A report to the committee said there were eight badger setts of which five were in use. Ms Hobbs said there were more and added that people living in new developments in Saltdean were complaining about badgers because homes had been built on the animals’ setts.

She mentioned the protest campaign Extinction Rebellion and said: “This will be the next Newbury bypass. There will be protests. Extinction Rebellion are sitting on our doorstep.”

She reminded the council about campaigns in Whitehawk where another project put forward by the council’s joint venture with Hyde had been shelved after protests.

She urged the council to look at brownfield and derelict sites as well as Brighton General Hospital as alternative locations.

Green councillor Phélim Mac Cafferty asked about the status of the Coldean site after suggestion it was a “wildlife site”.

He was told it was not in the Stanmer Park Conservation Area nor in the South Downs National Park and was not designated as a wildlife reserve. But he was told wildlife had been considered even without a “wildlife reserve” designation.

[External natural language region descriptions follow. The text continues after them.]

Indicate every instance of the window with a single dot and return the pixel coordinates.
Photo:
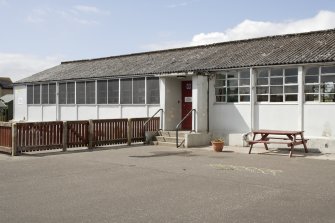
(102, 92)
(232, 86)
(113, 91)
(90, 92)
(320, 84)
(80, 92)
(66, 93)
(152, 90)
(277, 85)
(30, 94)
(138, 90)
(126, 91)
(52, 93)
(45, 94)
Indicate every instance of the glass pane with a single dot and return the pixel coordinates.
(232, 74)
(262, 81)
(276, 81)
(244, 98)
(291, 72)
(311, 79)
(102, 92)
(263, 73)
(126, 91)
(327, 97)
(276, 98)
(245, 74)
(262, 97)
(291, 80)
(220, 83)
(311, 88)
(311, 97)
(276, 72)
(232, 98)
(327, 88)
(45, 94)
(291, 97)
(221, 76)
(62, 93)
(37, 94)
(328, 78)
(232, 82)
(113, 91)
(30, 94)
(328, 70)
(90, 92)
(138, 90)
(244, 82)
(153, 90)
(244, 90)
(220, 91)
(291, 89)
(232, 90)
(52, 93)
(220, 99)
(276, 90)
(312, 71)
(70, 93)
(262, 90)
(80, 92)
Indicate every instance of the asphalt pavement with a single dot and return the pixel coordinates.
(162, 184)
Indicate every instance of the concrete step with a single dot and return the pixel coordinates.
(168, 139)
(181, 134)
(169, 144)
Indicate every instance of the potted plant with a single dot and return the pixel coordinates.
(217, 144)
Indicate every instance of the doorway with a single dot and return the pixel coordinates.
(186, 104)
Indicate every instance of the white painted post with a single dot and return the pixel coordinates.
(252, 98)
(301, 74)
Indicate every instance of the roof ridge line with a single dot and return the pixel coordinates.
(200, 46)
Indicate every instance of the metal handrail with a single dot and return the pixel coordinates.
(145, 123)
(178, 125)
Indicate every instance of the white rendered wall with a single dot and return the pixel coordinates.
(199, 102)
(49, 112)
(35, 113)
(20, 103)
(277, 116)
(170, 98)
(319, 120)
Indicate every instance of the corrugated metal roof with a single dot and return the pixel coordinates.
(302, 48)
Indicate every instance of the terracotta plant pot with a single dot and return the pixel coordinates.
(217, 146)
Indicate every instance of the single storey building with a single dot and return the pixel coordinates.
(281, 82)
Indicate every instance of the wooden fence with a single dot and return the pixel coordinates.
(36, 136)
(6, 137)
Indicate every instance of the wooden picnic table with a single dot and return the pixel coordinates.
(290, 138)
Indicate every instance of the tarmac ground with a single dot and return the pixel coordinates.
(164, 184)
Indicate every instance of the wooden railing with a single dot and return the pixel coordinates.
(77, 133)
(6, 137)
(109, 131)
(35, 136)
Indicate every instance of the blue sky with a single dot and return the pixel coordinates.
(37, 34)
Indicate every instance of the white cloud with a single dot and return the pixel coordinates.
(252, 29)
(18, 66)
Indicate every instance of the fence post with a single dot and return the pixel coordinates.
(129, 131)
(65, 135)
(14, 139)
(90, 134)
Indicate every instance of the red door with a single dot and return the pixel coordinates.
(186, 104)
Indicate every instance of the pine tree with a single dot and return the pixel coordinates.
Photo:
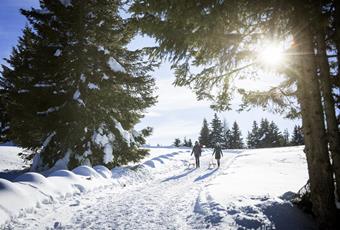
(274, 135)
(177, 142)
(189, 143)
(74, 91)
(226, 136)
(297, 136)
(216, 134)
(223, 33)
(236, 139)
(253, 136)
(185, 142)
(264, 141)
(204, 137)
(285, 138)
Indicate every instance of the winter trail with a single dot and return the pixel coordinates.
(165, 202)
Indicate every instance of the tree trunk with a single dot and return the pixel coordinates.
(319, 167)
(337, 30)
(329, 107)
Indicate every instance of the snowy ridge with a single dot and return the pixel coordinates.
(251, 190)
(30, 190)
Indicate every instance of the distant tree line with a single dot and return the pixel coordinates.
(264, 135)
(185, 143)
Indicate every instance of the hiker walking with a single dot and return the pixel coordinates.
(197, 150)
(218, 153)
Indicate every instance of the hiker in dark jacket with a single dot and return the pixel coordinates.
(197, 150)
(218, 153)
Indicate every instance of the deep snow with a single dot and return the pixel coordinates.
(251, 190)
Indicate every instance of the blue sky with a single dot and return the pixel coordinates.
(177, 113)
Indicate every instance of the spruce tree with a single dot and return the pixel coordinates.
(189, 143)
(253, 136)
(274, 135)
(218, 37)
(285, 138)
(226, 136)
(74, 90)
(204, 137)
(185, 142)
(177, 142)
(216, 134)
(236, 141)
(297, 136)
(263, 136)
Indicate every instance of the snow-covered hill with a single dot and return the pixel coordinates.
(251, 190)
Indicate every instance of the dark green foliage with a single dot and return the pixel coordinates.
(285, 138)
(216, 134)
(236, 141)
(204, 137)
(73, 89)
(267, 135)
(177, 142)
(253, 137)
(297, 136)
(189, 143)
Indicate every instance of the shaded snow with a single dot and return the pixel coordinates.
(76, 97)
(66, 3)
(57, 53)
(251, 190)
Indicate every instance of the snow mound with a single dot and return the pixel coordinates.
(63, 173)
(32, 177)
(103, 171)
(86, 171)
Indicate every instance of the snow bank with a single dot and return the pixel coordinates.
(31, 190)
(253, 192)
(11, 164)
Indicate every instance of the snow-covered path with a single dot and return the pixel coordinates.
(165, 202)
(251, 190)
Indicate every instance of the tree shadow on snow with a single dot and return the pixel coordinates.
(202, 177)
(287, 216)
(179, 176)
(12, 174)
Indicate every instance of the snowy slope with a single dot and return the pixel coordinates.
(250, 190)
(11, 165)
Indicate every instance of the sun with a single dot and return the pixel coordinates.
(271, 55)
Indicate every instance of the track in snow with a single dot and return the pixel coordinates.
(167, 202)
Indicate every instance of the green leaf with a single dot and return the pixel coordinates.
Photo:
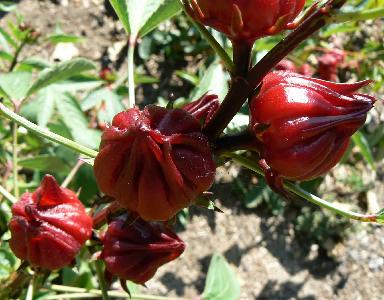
(139, 17)
(6, 56)
(16, 84)
(36, 63)
(120, 7)
(254, 197)
(360, 141)
(45, 163)
(213, 81)
(107, 102)
(60, 72)
(46, 98)
(221, 281)
(164, 10)
(76, 122)
(6, 40)
(7, 6)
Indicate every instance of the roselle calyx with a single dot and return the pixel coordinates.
(49, 226)
(329, 63)
(309, 122)
(204, 108)
(154, 162)
(245, 20)
(135, 251)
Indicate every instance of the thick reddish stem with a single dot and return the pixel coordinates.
(241, 89)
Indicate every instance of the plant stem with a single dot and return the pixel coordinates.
(7, 195)
(242, 51)
(220, 51)
(72, 174)
(16, 56)
(252, 165)
(242, 89)
(131, 72)
(357, 15)
(46, 133)
(15, 160)
(31, 289)
(242, 141)
(93, 292)
(100, 277)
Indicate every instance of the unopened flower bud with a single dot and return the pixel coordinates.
(154, 162)
(245, 20)
(134, 252)
(309, 122)
(49, 226)
(203, 108)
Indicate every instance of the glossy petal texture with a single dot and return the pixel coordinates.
(203, 108)
(329, 63)
(310, 122)
(246, 19)
(49, 226)
(135, 252)
(154, 162)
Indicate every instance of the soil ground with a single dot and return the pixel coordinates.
(270, 262)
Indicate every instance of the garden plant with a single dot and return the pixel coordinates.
(150, 162)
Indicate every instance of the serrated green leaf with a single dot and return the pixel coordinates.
(360, 141)
(221, 281)
(16, 84)
(213, 81)
(74, 119)
(61, 71)
(165, 10)
(107, 102)
(5, 55)
(6, 40)
(45, 163)
(46, 98)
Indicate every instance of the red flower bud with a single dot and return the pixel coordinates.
(49, 226)
(286, 65)
(135, 252)
(245, 20)
(305, 70)
(310, 122)
(203, 108)
(329, 64)
(154, 162)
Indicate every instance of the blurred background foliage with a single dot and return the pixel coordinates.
(173, 63)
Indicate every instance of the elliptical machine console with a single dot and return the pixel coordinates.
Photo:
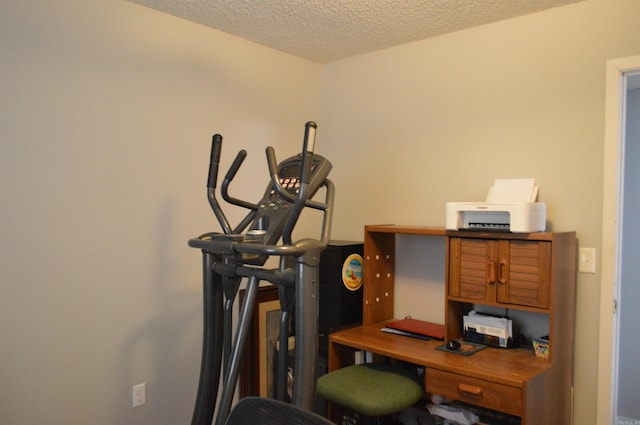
(241, 252)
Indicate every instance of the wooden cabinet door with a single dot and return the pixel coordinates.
(500, 272)
(524, 274)
(472, 269)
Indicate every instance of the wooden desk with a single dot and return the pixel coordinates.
(498, 379)
(527, 272)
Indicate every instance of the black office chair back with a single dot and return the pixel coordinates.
(265, 411)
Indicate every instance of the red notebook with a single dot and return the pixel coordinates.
(418, 327)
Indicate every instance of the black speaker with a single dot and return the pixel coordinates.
(340, 289)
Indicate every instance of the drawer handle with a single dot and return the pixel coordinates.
(471, 390)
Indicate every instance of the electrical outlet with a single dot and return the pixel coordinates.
(587, 260)
(139, 395)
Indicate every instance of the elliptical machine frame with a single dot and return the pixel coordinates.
(232, 255)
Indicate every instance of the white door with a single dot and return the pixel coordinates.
(619, 371)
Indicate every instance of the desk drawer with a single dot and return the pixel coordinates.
(475, 391)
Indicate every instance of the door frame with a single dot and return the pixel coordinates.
(611, 227)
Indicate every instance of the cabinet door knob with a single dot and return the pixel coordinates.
(502, 272)
(491, 272)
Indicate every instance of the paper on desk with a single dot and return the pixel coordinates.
(454, 414)
(512, 190)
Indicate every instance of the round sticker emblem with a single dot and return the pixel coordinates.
(352, 272)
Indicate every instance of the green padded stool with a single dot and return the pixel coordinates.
(371, 389)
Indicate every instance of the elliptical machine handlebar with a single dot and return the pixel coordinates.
(293, 182)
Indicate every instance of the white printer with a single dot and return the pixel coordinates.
(510, 207)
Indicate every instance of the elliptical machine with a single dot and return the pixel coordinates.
(235, 254)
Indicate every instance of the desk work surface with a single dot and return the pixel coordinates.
(512, 367)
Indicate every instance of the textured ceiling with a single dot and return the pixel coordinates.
(327, 30)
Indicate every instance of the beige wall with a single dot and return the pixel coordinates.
(438, 120)
(107, 113)
(107, 109)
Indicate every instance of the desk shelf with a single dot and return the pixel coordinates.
(512, 381)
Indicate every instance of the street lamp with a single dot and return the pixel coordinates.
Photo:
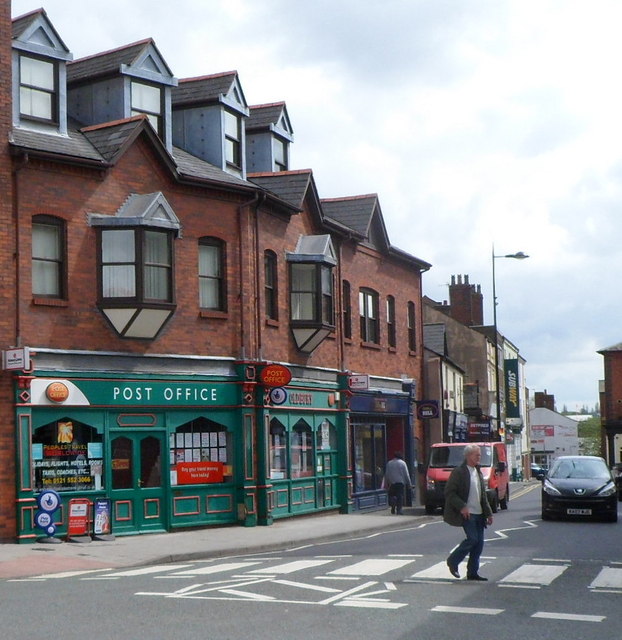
(517, 256)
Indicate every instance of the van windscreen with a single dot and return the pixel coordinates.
(453, 456)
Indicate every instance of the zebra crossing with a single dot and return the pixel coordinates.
(372, 582)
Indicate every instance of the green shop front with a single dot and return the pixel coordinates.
(177, 451)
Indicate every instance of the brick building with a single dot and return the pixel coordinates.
(192, 326)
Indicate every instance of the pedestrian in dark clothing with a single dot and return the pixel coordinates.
(466, 506)
(396, 478)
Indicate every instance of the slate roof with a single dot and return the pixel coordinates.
(290, 186)
(354, 212)
(263, 115)
(109, 62)
(74, 145)
(203, 89)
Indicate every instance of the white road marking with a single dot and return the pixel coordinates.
(217, 568)
(439, 571)
(534, 574)
(371, 567)
(608, 578)
(143, 571)
(575, 617)
(474, 610)
(290, 567)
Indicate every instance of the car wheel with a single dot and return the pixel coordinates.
(503, 503)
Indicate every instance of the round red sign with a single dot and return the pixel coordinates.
(57, 392)
(275, 375)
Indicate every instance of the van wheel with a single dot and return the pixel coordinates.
(503, 503)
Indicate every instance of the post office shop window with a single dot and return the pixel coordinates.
(278, 450)
(212, 270)
(303, 456)
(67, 456)
(48, 257)
(38, 89)
(200, 440)
(326, 437)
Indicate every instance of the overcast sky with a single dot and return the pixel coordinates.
(476, 122)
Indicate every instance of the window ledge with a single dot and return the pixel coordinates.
(50, 302)
(212, 313)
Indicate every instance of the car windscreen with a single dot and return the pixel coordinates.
(576, 468)
(453, 456)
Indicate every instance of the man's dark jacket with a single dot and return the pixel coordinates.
(457, 494)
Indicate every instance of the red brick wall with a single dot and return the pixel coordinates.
(73, 193)
(7, 285)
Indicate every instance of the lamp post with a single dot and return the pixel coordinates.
(517, 256)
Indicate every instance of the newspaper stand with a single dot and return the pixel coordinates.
(78, 527)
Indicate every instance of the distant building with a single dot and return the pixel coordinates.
(552, 435)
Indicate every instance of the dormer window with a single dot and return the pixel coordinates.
(136, 258)
(312, 315)
(280, 155)
(147, 99)
(233, 139)
(38, 89)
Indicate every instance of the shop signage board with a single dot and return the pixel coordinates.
(275, 375)
(144, 393)
(78, 517)
(358, 382)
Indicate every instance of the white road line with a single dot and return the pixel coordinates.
(473, 610)
(608, 578)
(290, 567)
(575, 617)
(534, 574)
(371, 567)
(217, 568)
(63, 574)
(146, 570)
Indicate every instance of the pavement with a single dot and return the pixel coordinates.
(39, 559)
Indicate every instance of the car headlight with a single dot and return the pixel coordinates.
(608, 490)
(547, 487)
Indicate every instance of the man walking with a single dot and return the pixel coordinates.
(466, 506)
(396, 478)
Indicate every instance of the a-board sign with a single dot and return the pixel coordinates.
(78, 517)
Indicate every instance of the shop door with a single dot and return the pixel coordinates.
(137, 482)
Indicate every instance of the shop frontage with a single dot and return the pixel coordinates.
(180, 451)
(381, 423)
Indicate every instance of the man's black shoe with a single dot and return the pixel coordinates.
(453, 569)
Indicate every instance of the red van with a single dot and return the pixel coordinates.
(445, 456)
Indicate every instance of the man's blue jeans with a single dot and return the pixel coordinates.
(472, 545)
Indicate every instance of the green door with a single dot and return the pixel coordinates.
(137, 481)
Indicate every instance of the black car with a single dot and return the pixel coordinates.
(579, 486)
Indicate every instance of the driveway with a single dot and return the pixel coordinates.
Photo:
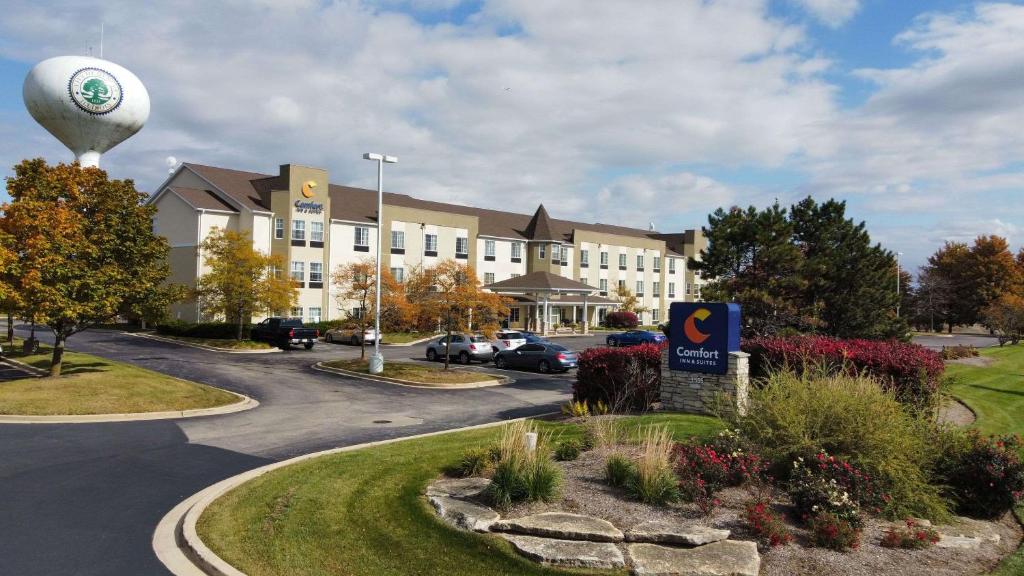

Despite his reservations he said: “We need affordable homes desperately and we need to look after the environment we live in.

“These are genuinely affordable homes when we are living through an affordability crisis.”

County ecologist Kate Cole said the small population of slow worms and common lizards could be managed on site and the habitat kept.

Of the eight badger setts, one was a main sett, one was unoccupied and the other six were “outliers”.

Three, including the unoccupied sett would be closed under licence from Natural England. Fencing would protect the remaining setts.

Half the homes would be for shared ownership while half would be available at a “living rent”, making them affordable for people on the national living wage.

The joint venture’s plans are part of a £120 million investment in building 1,000 “truly affordable” homes across Brighton and Hove.

The Coldean proposal is the first to achieve planning permission after the joint venture dropped plans for its Whitehawk scheme.

Plans for 111 flats in a six-storey block and an eight-storey block in Clarendon Place, Portslade, are due to be decided in September.

Work is expected to start on the eight-acre site in the new year, with construction taking up to two years.